Yesterday at Mass, the Gospel reading was the well-known story about the man who asked Jesus what he needed to do in order to inherit eternal life. Jesus’ answer was that not only must one follow the commandments, but one must give up his or her possessions to follow Him. He goes on to tell His disciples how those who are rich cannot enter the kingdom of God, and that those who give up everything to follow Him would one day have eternal life.
I can’t count the number of times I have heard that Gospel reading. And every time, I have always interpreted it in a literal way as meaning to give up material possessions, such as money or a nice house or that extra meal out, in order to help others. Yesterday, though, the priest discussed it and took it to a much deeper level than I ever had. He talked about how we must let go not only of material things, but also of anger, fear, grudges, judgment; anything that is holding us back from God. I had never thought of it like that, but it put things in perspective for me.
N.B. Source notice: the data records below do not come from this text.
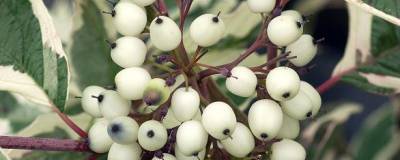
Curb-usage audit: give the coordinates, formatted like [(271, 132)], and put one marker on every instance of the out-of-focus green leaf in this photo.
[(90, 54)]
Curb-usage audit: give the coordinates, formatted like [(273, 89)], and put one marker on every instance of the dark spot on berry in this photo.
[(150, 133), (226, 132), (264, 135), (309, 114), (115, 128), (286, 95), (159, 20)]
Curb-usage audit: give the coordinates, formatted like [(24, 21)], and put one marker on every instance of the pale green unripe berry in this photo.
[(243, 81), (165, 33), (152, 135), (290, 128), (131, 82), (219, 120), (241, 142), (304, 49), (287, 149), (185, 103), (99, 140), (265, 119), (180, 156), (207, 29), (284, 30), (123, 130), (191, 138), (283, 83), (170, 120), (129, 19), (166, 156), (113, 105), (128, 52), (125, 152), (261, 6), (313, 95), (89, 103), (299, 107)]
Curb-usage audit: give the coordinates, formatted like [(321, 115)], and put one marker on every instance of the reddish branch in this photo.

This past year, I was pretty badly burned by an organization that I’ve been actively involved with for two years now. To make a long story short, because I stood up for what was right when it wasn’t the easy choice, myself and a few others have been shunned from the organization. People have been spreading rumors about us that aren’t true, along with other unkind actions. It really hurt me, and I have been upset about it for a long time. I’m angry and shocked that people who are supposed to be my friends would do that to me, and I’m having a really hard time getting over it. It’s so easy to be mad, and to hold a grudge against them, but at the same time it sucks. I don’t like being angry; I don’t enjoy feeling so negative whenever I’m around them or thinking about everything that happened. I’ve wanted to be able to let it go for a while now, and after the Gospel and accompanying homily yesterday, I know that’s what I need to do. The priest yesterday talked about how we must clear the clutter from our path to God, and that is exactly what I need to do. It’s silly, when you think about it, to let someone else stand in the way of your relationship with God, and I don’t want to let them do that anymore.
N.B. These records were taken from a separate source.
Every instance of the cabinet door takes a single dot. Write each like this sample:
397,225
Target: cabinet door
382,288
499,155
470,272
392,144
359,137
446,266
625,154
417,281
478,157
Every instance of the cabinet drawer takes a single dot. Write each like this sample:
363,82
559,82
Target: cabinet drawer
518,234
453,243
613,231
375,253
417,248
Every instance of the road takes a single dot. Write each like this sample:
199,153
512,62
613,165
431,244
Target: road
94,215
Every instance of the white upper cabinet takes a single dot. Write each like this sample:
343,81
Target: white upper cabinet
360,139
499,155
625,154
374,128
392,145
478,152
Of course, that’s easier said than done. But I know that if I continue to pray about it and ask for God’s guidance, He will help me overcome these obstacles. It might take some time, but He will help me to forgive the people who hurt me and to move on.
I encourage everyone to take some time to think about what obstacles are cluttering your path to God right now. How can you clear the way? I know it’s not easy, but remember that God is always there to help you out. Even if it’s just listening to you rant, He will be there. Pray to Him, asking for His grace and guidance. He will help you overcome your obstacles if you only ask. I know that will be frequenting my prayers in the coming weeks, and I’ll be sure to include a prayer for everyone in need of some obstacle-clearing.